Die Fraktionsvorsitzenden Grant Hendrik Tonne (SPD) und Anne Kura (Grüne) verteidigten die von Weil in der MPK vorgetragene Protokollnotiz. Tonne sagte, dieser von den anderen Ländern befürwortete Weg sei „bisher stets gescheitert“. Kura meinte, der Plan sei mit den Standards der Genfer Flüchtlingskonvention nicht vereinbar und die Ablehnung von Niedersachsen sei deshalb richtig gewesen. Tonne und Kura lobten in ihren Reden die Rolle von Stephan Weil in der MPK ausdrücklich, Tonne sogar dreimal. Bei Kura fiel auf, dass sie kaum Kritik an den MPK-Beschlüssen äußerte, obwohl es gerade bei den niedersächsischen Grünen erhebliche Einwände gegen diese Linie gibt. Stefan Marzischewski (AfD) meinte, die aktuell von Bund und Ländern geplanten Schritte seien allesamt nicht ausreichend, Union, SPD und Grüne erlebten jetzt die bitteren Ergebnisse ihrer jahrelangen Versäumnisse.

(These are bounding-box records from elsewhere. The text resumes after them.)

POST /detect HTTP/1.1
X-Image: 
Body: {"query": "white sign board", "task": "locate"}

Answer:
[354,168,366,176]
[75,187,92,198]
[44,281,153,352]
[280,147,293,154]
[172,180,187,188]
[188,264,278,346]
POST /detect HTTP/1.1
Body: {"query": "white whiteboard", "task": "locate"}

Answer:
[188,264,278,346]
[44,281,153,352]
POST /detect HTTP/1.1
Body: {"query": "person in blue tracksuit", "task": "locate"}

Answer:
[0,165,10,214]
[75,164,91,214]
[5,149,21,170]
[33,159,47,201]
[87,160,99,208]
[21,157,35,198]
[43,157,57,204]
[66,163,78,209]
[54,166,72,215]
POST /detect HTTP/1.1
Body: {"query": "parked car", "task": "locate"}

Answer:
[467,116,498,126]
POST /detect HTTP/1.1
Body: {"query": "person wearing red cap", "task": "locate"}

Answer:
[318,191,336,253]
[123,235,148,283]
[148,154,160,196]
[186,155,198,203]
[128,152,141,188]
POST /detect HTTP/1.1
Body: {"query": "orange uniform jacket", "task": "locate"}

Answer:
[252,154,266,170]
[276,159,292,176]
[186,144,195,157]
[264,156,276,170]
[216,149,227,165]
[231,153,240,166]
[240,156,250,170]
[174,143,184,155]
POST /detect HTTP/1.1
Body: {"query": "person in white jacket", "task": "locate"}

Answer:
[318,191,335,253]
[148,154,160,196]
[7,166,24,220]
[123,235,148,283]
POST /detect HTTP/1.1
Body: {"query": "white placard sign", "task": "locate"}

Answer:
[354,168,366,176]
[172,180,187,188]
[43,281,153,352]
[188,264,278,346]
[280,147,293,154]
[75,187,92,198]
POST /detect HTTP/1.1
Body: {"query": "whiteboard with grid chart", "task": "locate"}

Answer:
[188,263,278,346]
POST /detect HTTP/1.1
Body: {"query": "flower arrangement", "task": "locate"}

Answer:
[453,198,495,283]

Weil hatte in der Regierungserklärung mehrere Punkte betont: Die Gewährung von Schutz für Verfolgte gehöre „zu unserem historischen Erbe und zu den humanitären Wurzeln unseres Staates“. In diesem Jahr würden 32.000 Schutzsuchende in dieses Bundesland kommen, seit 2017 seien schon 257.000 Flüchtlinge in Niedersachsen angesiedelt worden. „Es sind in der Summe zu viele Menschen, die Jahr für Jahr unser Land erreichen – und es wird so auf Dauer nicht weitergehen können“, erklärte Weil, der in Teilen seiner Rede von den Grünen keinen Applaus erhielt. Der Ministerpräsident wandte sich gegen Schlepperbanden und erklärte, dass solche, die an der polnischen Grenze aktiv sind, mit Russland und Weißrussland zusammenarbeiteten. „Das sind auch Beispiele für hybride Kriegsführung der russischen Regierung“, fügte Weil hinzu. In der Debatte gab es Meinungsverschiedenheiten zu mehreren Punkten:

Schnellere Verfahren: Weil sagte, das Justizministerium arbeite an einer Beschleunigung der Asylverfahren für Antragsteller, deren wahrscheinlicher Antragserfolg weniger als fünf Prozent beträgt. Diese Vorgänge dürften „nicht mehr als sechs Monate dauern, inklusive des gerichtlichen Verfahrens“. CDU-Chef Lechner entgegnete, dazu sei „ein Kraftakt nötig, auch im Haushalt 2024“. Dort sei bisher nur die Verlängerung von sieben befristeten Stellen vorgesehen, und „das ist zu wenig“.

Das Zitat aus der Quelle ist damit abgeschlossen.